In realtà questa è per me l'unica risposta possibile oggi, se un progetto intende veramente misurarsi con sincerità e consapevolezza dei propri limiti espressivi con l'architettura della città antica.
È ancora per lo stesso motivo che l'edificio principale, ad esempio, non ha un coronamento che lo conclude con sicurezza e sembra quasi, nel suo arrestarsi giusto alla quota d'imposta del cornicione del palazzo delle Poste, demandare a quest'altro edificio, più ottimista e sicuro di sé, il compito di tale conclusione.
Questa scelta, che riguarda il problema della figurazione di questo progetto nel suo complesso, renderà di conseguenza più relative e incerte anche le scelte compiute per tutta la parte bassa dell'edificio, insinuerà cioè un ragionevole dubbio anche nelle scelte adottate per la parte apparentemente più "finita" di esso.
Bisogna, infine, ricordare che questa scelta figurativa è anche coerente con quell'idea di "muro" che, legata alla ripresa del filo a nord del vecchio Poggio Malavolti, come anche con quella delle "torri" di cui si è detto, e che appartengono entrambe, fin dall'inizio, agli obiettivi pratici di questo progetto. A sud, il complesso edilizio si arresta infatti sul confine del vecchio Poggio Malavolti, di cui l'unico vertice rimasto è ancora riconoscibile all'imposta dell'arco e immette nella piccola strada interna dell'isolato a valle della via del Paradiso.
Questo taglio sghembo nella nuova edificazione da luogo a un fronte irregolare a salienti e prevalentemente chiuso, appunto un muro. La sua irregolarità deriva dalla sovrapposizione di due piani diversi e che s'incontrano idealmente nel luogo del vecchio arco delle Cappuccine: quello ortogonale del frontespizio del nuovo fabbricato e quello sghembo del muro del vecchio convento (o delle vecchie mura). Il fronte presenterà quindi, alle estremità, due elementi salienti, come due torri: l'una rivolta verso la piazza, a indicare insieme al portale centrale che l'inquadra il nuovo asse verso la Lizza, l'altra rivolta normalmente alla prima nel luogo appunto del vecchio arco delle Cappuccine, la prima della sequenza di tre torri sulla via Malavolti di cui già si è parlato.
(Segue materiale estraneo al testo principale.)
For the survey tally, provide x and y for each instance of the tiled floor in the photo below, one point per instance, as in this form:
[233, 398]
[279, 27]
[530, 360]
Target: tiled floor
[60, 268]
Infine, a nord, cioè dalla parte della Lizza (o della piazza Gramsci), il nuovo complesso edilizio si presenterà esclusivamente con il suo lato che già esiste, con il "vecchio": la limonaia e il fianco del palazzo Ciacci a essa collegato.
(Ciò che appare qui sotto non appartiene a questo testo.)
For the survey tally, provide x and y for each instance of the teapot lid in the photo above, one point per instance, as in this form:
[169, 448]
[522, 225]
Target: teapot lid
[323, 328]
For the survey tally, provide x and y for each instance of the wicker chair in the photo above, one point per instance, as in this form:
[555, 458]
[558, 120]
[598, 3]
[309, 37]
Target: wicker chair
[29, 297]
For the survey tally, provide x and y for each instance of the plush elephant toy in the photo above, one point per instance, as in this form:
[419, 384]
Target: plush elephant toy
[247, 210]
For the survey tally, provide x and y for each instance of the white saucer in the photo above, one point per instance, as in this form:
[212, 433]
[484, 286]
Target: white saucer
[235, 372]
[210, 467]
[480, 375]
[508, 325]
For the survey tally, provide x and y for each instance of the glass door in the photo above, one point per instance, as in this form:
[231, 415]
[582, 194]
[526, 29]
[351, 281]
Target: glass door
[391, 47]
Il loro profilo coprirà completamente o quasi la parte "nuova" del complesso e solo attraverso il grosso portale praticato all'estremità della limonaia, dove ha inizio la nuova strada di servizio, sarà possibile cogliere in prospettiva la successione dei diversi corpi sui due lati e l'alternarsi degli spazi pubblici a verde; cogliere il senso cioè della nuova profondità acquisita dall'isolato fra la Lizza e il portale che, sul fondo, immette nella piazza Matteotti.